The problem is that these progression systems are underwhelming. Your shining armour and your epic sword certainly place you above the bandits in their leather jerkins or whatever, but you must pauper yourself to maintain that armour (or learn how to repair things, which is an odd hole in my understanding seeing how Henry is a Blacksmith’s son and apprentice). The story is chock-a-block full of unlikeable characters doing dumb things I don’t care about, investigating problems that shouldn’t concern Henry (who is a dickhead). The levelling system has all sorts of stupid skills for you to increase, rewarding the lizard brain part of us that craves meaningless recognition for accomplishing nothing. And upgrading your knowledge is half-hearted as well, because you’re mostly learning things you should have been taught already, and information that actually helps you survive — not just teaches you the basics of the game — is fleeting.

It’s a cynical trick in the vein of free drinks at the tables at Vegas. It’s exploitative, designed to keep you going even when there isn’t a compelling reason to stay.

Probably the biggest sin KCD commits is critical to the nature of the game itself. Once empowered to do his own thing, Henry of Skalitz is a medieval detective, investigating and solving Bohemian crimes. But these Eurojank games aren’t built to stand up to that sort of keen eyed observation. You’re supposed to gloss over the goofy mistakes, not look at them, pause and wonder if you’ve spied a clue. It’s a weird clash — I appreciate the game telling me to ‘search an area for clues’, but walking around that area wondering if every misplaced texture has extra meaning undercuts the concept.

It’s hard to see in this screenshot, but textures are often not attached to the ground.

What really drives me nuts about Kingdom Come: Deliverance is that I love the elevator pitch. It’s an open world medieval first person RPG where you go on investigations across the breadth and length of 15th Century Bohemia. Sign me the fuck up to that game, 100%. I’ll call my horse Kit and we can go Knight Riding all over the empire to solve mysteries together. But Warhorse Studios lack the capacity to pull it off. That’s not a diss, it’s just how it is. They had far fewer staff and a 20th of the budget, but they were trying to build Skyrim from scratch. They fell short of their lofty goals, but that doesn’t mean the game is a failure.

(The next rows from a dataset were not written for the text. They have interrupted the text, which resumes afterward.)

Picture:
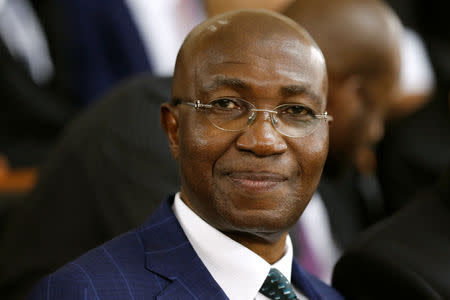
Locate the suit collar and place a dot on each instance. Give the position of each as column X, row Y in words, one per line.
column 169, row 254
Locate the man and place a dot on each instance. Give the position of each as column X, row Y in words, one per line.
column 248, row 128
column 359, row 40
column 406, row 255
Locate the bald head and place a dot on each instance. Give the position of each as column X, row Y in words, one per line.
column 360, row 42
column 237, row 34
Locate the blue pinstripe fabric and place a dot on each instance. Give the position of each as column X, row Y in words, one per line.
column 153, row 261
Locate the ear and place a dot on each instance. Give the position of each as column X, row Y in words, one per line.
column 169, row 122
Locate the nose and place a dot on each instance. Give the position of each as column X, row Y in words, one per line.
column 261, row 138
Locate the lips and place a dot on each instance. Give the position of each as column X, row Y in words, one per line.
column 256, row 181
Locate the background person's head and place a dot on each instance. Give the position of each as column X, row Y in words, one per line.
column 254, row 183
column 360, row 42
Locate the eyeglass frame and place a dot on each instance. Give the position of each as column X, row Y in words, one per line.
column 197, row 105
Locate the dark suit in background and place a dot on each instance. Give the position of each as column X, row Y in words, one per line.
column 416, row 149
column 104, row 46
column 32, row 115
column 403, row 257
column 108, row 173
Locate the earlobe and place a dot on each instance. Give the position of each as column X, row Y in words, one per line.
column 169, row 122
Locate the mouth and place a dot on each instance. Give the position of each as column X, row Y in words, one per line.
column 256, row 181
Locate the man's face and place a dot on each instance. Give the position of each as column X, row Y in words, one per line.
column 256, row 182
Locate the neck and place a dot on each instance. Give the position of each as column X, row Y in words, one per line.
column 270, row 251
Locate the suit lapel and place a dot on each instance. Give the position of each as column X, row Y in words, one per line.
column 301, row 280
column 169, row 254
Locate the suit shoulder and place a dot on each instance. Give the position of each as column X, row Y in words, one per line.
column 114, row 268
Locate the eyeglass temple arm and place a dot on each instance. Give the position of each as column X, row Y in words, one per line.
column 326, row 117
column 197, row 105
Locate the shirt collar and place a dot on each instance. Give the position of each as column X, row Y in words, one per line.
column 239, row 271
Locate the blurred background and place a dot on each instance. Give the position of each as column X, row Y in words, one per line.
column 58, row 58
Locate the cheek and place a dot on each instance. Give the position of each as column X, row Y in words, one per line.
column 200, row 148
column 311, row 153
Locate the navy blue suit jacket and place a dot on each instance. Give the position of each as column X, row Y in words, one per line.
column 154, row 261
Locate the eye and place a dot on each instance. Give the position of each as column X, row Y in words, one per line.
column 295, row 112
column 226, row 104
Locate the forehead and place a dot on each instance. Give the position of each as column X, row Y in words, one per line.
column 262, row 62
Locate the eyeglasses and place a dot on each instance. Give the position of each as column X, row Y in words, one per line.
column 233, row 114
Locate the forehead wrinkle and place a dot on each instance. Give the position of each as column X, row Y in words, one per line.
column 228, row 82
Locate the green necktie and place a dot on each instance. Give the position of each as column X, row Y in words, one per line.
column 277, row 287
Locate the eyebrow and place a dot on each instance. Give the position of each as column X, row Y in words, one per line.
column 299, row 90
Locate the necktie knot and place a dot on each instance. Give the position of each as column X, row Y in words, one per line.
column 277, row 286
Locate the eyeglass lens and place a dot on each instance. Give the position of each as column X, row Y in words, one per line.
column 230, row 114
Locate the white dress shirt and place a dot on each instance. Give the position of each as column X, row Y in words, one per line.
column 239, row 271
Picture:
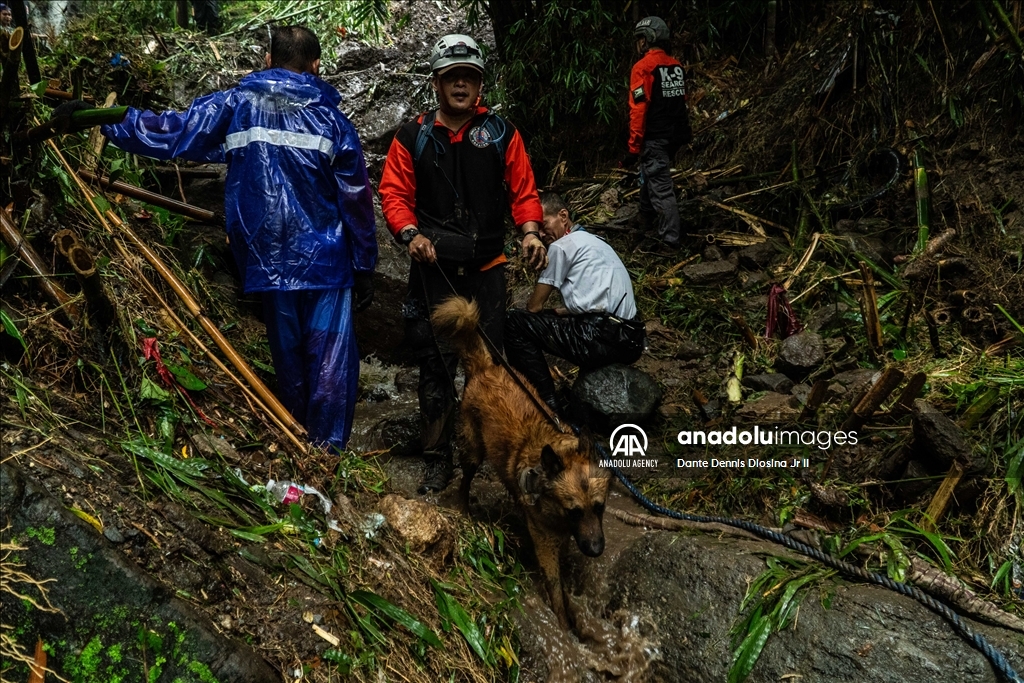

I grew up playing Fallout and Planescape, grew up loving games that overreach. Most of my formative game experiences barely worked, and they were largely built by big budget studios. KOTOR and Morrowind both feature bugs galore — and I’m not talking Silt Striders — so I think it’s actually unfairly dismissive to render these issues to ‘haha classic Eurojank’. By the time KCD gets discounted, a patch or three should have come out to mitigate some of my issues — and modders will undoubtedly have solved many of the rest. Hell, they fixed Saviour Schnapps on day one. Just as Vampire: The Masquerade – Bloodlines would eventually become a must-play game despite a rocky beginning, so too will Kingdom Come: Deliverance.